Le facteur temps apparaît ainsi fondamental dès lors qu’on s’intéresse aux solutions qu’il est possible d’apporter face à la crise économique, climatique et environnementale à laquelle le monde doit faire face.

La « croissance » porte-t-elle toujours en elle la conséquence délétère que suggère la formule de son développement infini dans un monde fini ? Aux limites des ressources à ne pas franchir pour assurer l’avenir des générations futures, ne faut-il pas associer un seuil économique en dessous duquel les conditions d’existence d’une partie de la population ne sont pas assurées [5] ? La « décroissance » parfois promue ne risque-t-elle pas, par effet collatéral, d’entraîner dans le même temps une décroissance technologique « qui affaiblit tout aussi mécaniquement notre réponse possible à toutes sortes de dangers qui pourraient survenir sur notre chemin collectif » [6] ?

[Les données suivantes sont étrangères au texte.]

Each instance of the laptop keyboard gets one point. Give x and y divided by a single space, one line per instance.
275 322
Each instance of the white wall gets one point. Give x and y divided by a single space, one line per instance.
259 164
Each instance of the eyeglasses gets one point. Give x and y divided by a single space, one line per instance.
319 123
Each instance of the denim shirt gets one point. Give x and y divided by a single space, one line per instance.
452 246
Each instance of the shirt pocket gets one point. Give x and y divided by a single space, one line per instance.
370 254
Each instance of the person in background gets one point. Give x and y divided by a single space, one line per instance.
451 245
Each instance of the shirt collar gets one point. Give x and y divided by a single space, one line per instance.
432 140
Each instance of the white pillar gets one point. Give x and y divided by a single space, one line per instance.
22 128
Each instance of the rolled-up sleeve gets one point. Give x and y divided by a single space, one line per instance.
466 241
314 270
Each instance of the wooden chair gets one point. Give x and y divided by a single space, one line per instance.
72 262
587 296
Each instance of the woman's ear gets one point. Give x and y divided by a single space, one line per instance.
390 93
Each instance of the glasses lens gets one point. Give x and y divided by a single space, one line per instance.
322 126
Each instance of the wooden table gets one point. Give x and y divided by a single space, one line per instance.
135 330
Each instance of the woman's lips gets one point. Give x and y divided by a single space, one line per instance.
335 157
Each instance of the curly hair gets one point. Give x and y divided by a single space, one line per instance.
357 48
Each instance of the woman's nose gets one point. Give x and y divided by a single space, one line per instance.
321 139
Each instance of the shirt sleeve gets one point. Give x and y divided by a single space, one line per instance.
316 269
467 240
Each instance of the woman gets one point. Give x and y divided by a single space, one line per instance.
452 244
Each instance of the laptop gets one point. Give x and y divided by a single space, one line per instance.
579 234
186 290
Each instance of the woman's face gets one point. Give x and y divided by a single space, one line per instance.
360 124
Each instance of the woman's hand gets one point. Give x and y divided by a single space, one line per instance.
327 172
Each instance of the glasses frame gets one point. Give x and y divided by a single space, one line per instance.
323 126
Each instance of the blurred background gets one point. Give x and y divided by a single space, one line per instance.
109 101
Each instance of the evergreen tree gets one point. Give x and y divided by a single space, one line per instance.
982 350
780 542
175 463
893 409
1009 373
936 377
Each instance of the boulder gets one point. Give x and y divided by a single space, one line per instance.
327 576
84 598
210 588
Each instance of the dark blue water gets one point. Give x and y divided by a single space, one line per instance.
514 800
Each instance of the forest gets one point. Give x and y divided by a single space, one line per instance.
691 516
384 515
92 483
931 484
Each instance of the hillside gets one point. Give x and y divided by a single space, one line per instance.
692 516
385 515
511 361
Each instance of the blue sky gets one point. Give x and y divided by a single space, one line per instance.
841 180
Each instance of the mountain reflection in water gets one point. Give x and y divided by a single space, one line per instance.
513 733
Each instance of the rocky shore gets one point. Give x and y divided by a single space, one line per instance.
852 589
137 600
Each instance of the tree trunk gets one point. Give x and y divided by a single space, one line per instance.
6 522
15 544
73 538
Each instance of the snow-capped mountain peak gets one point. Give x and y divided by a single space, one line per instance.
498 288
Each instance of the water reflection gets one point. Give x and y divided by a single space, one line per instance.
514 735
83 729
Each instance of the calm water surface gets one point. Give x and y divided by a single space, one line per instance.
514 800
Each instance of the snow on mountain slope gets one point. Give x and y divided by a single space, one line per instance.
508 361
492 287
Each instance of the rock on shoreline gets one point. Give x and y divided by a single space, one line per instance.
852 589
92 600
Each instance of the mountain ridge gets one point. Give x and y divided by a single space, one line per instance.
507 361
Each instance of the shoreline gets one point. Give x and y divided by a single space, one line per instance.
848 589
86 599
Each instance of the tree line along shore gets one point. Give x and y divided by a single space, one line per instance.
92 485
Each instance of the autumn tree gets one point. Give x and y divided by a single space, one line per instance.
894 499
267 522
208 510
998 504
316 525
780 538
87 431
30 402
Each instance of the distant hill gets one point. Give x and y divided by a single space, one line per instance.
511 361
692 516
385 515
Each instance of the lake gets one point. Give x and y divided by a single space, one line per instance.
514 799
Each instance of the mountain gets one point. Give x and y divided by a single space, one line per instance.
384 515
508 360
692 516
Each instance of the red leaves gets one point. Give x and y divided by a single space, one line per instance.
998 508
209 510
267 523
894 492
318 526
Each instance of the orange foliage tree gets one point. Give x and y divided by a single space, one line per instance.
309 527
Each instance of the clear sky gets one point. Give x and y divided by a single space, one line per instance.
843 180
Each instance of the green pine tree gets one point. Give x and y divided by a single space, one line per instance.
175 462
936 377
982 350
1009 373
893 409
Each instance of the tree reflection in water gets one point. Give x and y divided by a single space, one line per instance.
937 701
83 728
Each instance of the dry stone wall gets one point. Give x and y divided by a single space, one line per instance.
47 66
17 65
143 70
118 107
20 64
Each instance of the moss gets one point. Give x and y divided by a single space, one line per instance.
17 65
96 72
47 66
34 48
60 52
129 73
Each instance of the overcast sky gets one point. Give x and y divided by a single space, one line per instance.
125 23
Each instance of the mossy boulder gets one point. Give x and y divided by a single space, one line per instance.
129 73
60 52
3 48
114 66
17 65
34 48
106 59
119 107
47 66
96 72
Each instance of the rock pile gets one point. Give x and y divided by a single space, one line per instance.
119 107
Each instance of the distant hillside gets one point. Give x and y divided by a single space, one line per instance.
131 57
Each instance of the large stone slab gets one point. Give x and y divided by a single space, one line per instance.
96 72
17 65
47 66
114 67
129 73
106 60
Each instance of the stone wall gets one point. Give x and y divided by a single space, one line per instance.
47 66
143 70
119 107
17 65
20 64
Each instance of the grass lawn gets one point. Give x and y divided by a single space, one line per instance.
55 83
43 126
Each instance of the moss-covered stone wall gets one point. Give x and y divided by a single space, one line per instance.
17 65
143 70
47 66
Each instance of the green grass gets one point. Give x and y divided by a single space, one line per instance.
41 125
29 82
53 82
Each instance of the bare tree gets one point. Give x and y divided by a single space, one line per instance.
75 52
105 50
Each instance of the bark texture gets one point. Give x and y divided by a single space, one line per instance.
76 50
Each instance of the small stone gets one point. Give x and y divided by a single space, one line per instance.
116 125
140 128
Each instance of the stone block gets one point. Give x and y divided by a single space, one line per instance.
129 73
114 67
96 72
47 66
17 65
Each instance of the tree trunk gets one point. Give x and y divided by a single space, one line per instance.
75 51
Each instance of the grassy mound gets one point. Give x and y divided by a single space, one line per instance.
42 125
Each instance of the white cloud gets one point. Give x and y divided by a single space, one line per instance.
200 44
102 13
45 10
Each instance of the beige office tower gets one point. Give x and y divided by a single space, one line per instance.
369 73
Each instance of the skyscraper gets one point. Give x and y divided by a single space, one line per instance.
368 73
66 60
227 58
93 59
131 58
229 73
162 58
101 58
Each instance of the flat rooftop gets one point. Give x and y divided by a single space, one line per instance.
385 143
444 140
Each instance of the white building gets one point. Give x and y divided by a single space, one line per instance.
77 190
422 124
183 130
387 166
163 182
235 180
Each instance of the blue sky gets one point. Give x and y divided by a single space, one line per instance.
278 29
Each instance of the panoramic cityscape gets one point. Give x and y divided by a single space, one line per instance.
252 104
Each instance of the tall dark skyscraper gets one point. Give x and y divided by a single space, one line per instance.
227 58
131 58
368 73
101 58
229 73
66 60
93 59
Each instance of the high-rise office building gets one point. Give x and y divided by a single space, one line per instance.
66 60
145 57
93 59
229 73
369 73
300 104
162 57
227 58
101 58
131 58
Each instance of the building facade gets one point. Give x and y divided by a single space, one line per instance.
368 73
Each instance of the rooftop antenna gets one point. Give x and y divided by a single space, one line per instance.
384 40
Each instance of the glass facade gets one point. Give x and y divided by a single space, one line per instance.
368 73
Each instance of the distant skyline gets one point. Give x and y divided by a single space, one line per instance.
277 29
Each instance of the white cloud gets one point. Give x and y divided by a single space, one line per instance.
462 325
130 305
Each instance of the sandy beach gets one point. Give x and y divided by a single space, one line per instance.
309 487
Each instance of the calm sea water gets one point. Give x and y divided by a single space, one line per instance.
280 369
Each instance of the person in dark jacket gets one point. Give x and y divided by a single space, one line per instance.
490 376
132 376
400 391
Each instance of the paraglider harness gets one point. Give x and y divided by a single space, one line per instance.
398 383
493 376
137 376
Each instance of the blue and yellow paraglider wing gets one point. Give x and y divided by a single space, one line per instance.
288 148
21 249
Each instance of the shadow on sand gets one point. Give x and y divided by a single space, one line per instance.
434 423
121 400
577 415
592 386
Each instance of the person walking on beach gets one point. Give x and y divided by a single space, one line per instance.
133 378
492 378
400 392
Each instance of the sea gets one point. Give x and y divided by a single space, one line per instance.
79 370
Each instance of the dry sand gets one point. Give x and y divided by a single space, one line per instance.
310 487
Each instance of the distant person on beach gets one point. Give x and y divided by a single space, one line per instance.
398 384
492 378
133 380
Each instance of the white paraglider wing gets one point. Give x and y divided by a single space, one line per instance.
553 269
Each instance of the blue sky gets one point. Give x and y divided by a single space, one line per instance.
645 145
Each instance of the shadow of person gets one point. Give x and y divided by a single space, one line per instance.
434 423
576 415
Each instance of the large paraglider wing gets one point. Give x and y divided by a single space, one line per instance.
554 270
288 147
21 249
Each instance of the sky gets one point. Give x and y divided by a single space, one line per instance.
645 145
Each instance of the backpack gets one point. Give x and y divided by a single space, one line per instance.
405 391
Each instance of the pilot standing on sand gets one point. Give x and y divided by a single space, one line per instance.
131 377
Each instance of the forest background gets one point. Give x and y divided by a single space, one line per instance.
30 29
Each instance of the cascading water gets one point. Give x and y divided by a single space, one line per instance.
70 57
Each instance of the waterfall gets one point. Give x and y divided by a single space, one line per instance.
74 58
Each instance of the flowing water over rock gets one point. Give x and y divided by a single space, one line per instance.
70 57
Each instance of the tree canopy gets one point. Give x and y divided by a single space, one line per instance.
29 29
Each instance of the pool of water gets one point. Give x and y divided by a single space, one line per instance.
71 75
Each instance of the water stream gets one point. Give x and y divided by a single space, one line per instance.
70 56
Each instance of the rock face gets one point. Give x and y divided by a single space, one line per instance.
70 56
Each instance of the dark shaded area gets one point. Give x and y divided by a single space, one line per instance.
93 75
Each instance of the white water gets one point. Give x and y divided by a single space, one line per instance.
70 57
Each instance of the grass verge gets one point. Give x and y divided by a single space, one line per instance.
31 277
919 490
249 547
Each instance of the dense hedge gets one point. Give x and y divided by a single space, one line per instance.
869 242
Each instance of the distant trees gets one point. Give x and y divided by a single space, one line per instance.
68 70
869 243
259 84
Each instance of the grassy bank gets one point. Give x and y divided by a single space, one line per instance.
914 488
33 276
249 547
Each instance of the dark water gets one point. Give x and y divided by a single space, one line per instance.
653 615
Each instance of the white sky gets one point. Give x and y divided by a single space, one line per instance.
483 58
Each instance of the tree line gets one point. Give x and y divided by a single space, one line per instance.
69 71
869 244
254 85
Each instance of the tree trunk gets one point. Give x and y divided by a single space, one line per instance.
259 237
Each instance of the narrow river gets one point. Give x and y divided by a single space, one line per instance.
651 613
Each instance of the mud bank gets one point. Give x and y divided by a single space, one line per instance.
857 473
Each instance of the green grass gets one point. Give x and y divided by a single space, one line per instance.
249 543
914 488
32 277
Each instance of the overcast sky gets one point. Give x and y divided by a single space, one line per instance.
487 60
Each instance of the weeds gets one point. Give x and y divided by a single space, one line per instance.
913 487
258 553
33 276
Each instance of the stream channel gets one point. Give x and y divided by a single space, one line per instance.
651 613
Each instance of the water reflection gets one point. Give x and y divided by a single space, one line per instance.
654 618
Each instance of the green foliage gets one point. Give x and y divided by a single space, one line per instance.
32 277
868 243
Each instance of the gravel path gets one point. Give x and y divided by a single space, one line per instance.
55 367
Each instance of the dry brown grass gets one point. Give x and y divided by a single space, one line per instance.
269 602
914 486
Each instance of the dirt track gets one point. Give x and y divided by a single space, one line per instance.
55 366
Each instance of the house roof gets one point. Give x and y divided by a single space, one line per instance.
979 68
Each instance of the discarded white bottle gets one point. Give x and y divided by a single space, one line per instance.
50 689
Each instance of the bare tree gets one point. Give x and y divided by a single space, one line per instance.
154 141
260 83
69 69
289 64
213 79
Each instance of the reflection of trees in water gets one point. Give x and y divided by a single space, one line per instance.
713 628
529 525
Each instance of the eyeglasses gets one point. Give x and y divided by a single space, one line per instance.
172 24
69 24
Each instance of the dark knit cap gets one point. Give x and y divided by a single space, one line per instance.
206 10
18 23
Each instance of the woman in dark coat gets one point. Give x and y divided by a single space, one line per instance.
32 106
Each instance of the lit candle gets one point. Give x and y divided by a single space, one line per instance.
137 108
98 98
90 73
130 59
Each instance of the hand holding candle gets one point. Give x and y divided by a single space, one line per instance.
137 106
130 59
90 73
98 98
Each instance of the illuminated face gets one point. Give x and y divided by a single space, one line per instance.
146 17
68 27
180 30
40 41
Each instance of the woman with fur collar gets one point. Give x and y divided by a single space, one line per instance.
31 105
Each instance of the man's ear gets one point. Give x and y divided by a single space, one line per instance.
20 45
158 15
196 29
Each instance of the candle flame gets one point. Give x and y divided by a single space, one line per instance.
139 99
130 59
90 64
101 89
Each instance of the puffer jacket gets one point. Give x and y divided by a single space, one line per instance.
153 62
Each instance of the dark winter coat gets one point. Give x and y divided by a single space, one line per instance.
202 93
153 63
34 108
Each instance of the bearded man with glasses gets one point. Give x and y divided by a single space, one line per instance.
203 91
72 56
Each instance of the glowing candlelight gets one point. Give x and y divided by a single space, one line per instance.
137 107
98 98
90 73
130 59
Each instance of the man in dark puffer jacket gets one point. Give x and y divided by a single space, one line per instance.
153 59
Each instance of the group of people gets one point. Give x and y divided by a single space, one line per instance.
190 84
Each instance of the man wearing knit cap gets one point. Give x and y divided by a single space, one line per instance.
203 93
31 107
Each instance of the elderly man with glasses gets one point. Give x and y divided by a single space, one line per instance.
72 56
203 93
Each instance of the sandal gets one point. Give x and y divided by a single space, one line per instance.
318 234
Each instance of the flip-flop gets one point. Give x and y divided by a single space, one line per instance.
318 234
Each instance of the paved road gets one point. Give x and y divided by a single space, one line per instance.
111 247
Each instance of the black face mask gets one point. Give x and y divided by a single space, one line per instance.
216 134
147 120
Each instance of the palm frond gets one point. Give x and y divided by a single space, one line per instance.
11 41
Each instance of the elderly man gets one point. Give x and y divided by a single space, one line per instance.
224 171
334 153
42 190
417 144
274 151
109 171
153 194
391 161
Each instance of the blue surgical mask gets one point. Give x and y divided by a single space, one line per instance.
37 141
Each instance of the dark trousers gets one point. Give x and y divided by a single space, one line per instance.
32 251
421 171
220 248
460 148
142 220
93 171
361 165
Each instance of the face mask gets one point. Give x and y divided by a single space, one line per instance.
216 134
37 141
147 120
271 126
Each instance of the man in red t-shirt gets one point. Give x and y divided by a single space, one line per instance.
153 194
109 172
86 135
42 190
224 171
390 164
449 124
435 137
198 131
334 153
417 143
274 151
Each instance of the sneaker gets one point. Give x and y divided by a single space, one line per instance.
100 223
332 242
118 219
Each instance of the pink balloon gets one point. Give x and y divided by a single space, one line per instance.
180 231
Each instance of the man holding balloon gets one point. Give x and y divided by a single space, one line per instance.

Ainsi, il est probable qu’on ne puisse pas prédire toutes les conséquences d’une croissance ou d’une décroissance et que nos sociétés seront amenées à gérer à la fois des risques sociaux et technologiques présents dans les deux branches de l’alternative.

S’affranchir des formules toutes faites passe par une analyse détaillée de sujets complexes incluant nécessairement l’éclairage que la science procure. Cet éclairage pourrait aussi permettre de mieux comprendre « pourquoi [on détruit] la planète » et dans quelle mesure « le cerveau d’Homo sapiens [est] capable de préserver la Terre » [7].

Science et pseudo-sciences

Références

1 | Krivine JP, « Énergie, climat, croissance et décroissance », SPS n° 339, avril 2022. Sur afis.org

2 | « Réserves de pétrole dans le monde », Connaissance des énergies, 15 décembre 2016. Sur connaissancedesenergies.org

3 | Manifeste du Muséum d’histoire naturelle : face aux limites, Éditions Reliefs, 2020.

4 | Stockholm Resilience Centre, “Planetary boundaries”, 2022. Sur stockholmresilience.org

5 | Raworth K, « Un espace sûr et juste pour l’humanité », Revue Projet, 2017, 1 :10-4.

6 | Bronner G, « Au bord du gouffre, nous n’aurions pas le choix », in Pourquoi détruit-on la planète ?, Le Bord de l’eau, 2022, postface.

7 | Ripoll T, Pourquoi détruit-on la planète ?, Le Bord de l’eau, 2022.